JAKARTA – Setelah meresmikan pusat data AI-Ready pertama di Indonesia, Equinix kini melakukan ekspansi ke Kuala Lumpur, Malaysia. Perusahaan tersebut telah menyelesaikan fase kedua pusat data di negara tersebut.
Disebut sebagai KL1 International Business Exhange (IBC), pusat data ini dikembangkan agar seluruh kawasan ASEAN dapat tetap terhubung dan bertukar data dengan mudah. Selain dua negara yang sudah disebutkan, Equinix juga memiliki pusat data di Filipina dan Thailand.

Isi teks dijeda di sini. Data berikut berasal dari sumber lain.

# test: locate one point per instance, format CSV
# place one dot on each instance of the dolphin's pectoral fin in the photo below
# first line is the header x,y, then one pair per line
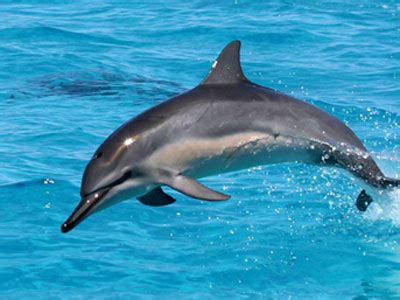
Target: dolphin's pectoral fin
x,y
193,188
363,201
156,197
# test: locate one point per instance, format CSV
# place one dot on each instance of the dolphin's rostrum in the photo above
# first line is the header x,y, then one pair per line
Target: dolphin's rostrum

Dalam fase pembangunan kedua KL1, Equinix menambahkan 450 kabinet untuk memenuhi permintaan infrastruktur digital yang terus meningkat di Malaysia. Dengan penyelesaian fase kedua ini, Equinix ingin menunjukkan komitmennya dalam mendukung ekosistem digital.
“Kami melihat momentum pertumbuhan yang sangat positif selama satu tahun terakhir, di mana fasilitas kami di Kuala Lumpur dan Johor semakin diminati oleh perusahaan lokal maupun internasional," kata Cheam Tat Inn, Direktur Utama Equinix Malaysia, dalam sebuah keterangan.
BACA JUGA:
Ekspansi pusat data di Malaysia merupakan bagian dari investasi jangka panjang Equinix. Perusahaan itu akan fokus dalam memberdayakan bisnis melalui infrastruktur digital yang andal, ramah lingkungan, serta terhubung secara global berkat cloud.

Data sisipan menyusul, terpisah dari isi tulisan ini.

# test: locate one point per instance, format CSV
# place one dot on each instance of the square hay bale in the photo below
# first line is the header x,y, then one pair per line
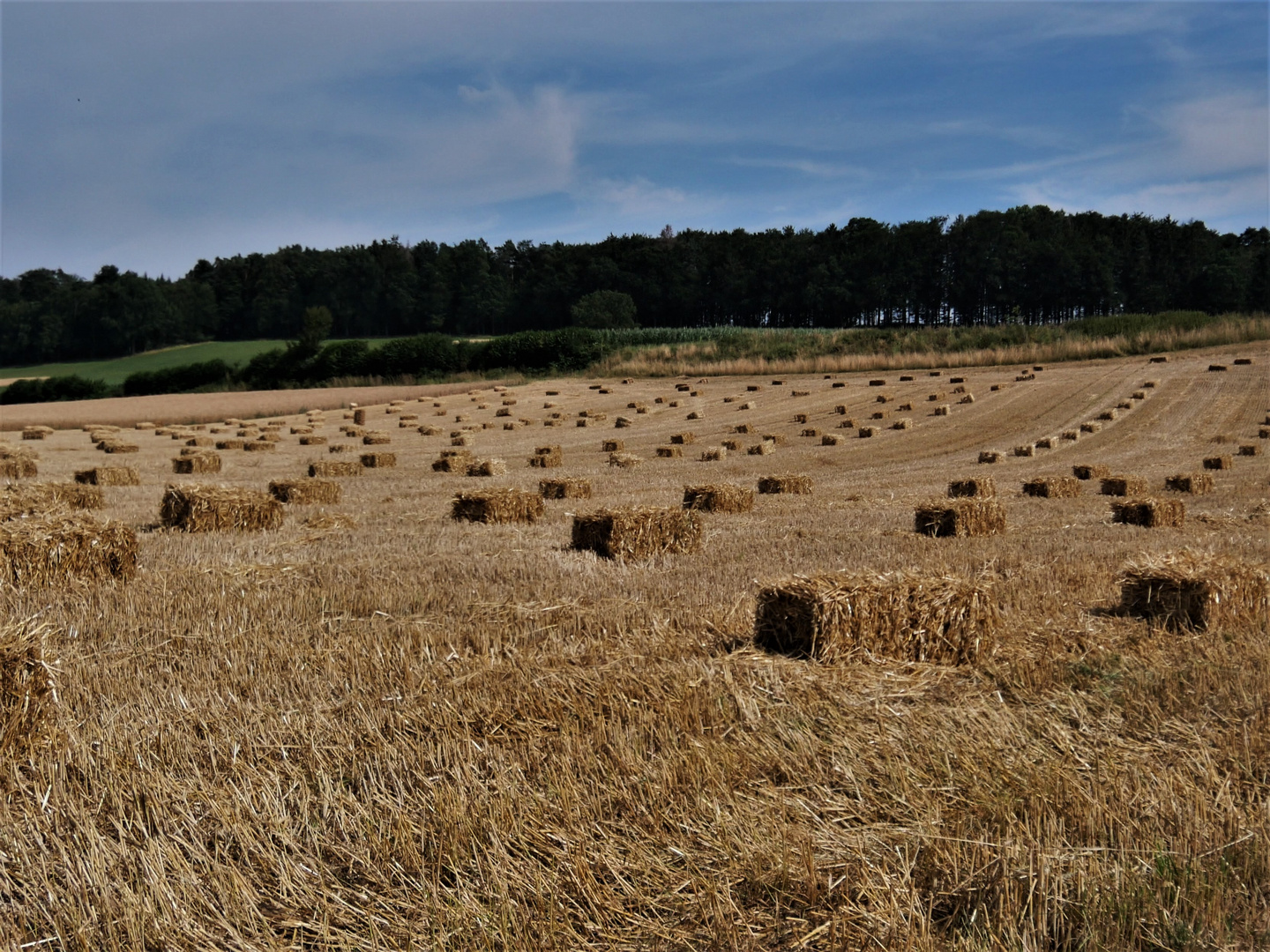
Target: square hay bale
x,y
55,548
638,532
960,517
487,467
497,505
334,467
719,498
546,457
790,482
1149,513
975,487
306,492
1053,487
1194,482
108,476
1123,487
1192,591
205,508
843,616
565,487
197,462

Equinix percaya bahwa Malaysia dan negara lainnya di ASEAN akan dilirik sebagai pasar potensial sehingga infrastruktur digital yang kuat sangat diperlukan. Jika infrastrukturnya dikembangkan dengan baik, pertumbuhan investasi asing dapat meningkat.
Pihak Equinix menjelaskan bahwa mereka telah menghubungkan KL1 dengan pusat data lainnya, yakni JH1 di Singapura melalui Equinix Fabric. Penghubungan pusat data ini dilakukan untuk membentuk ekosistem digital lintas negara yang lebih kuat.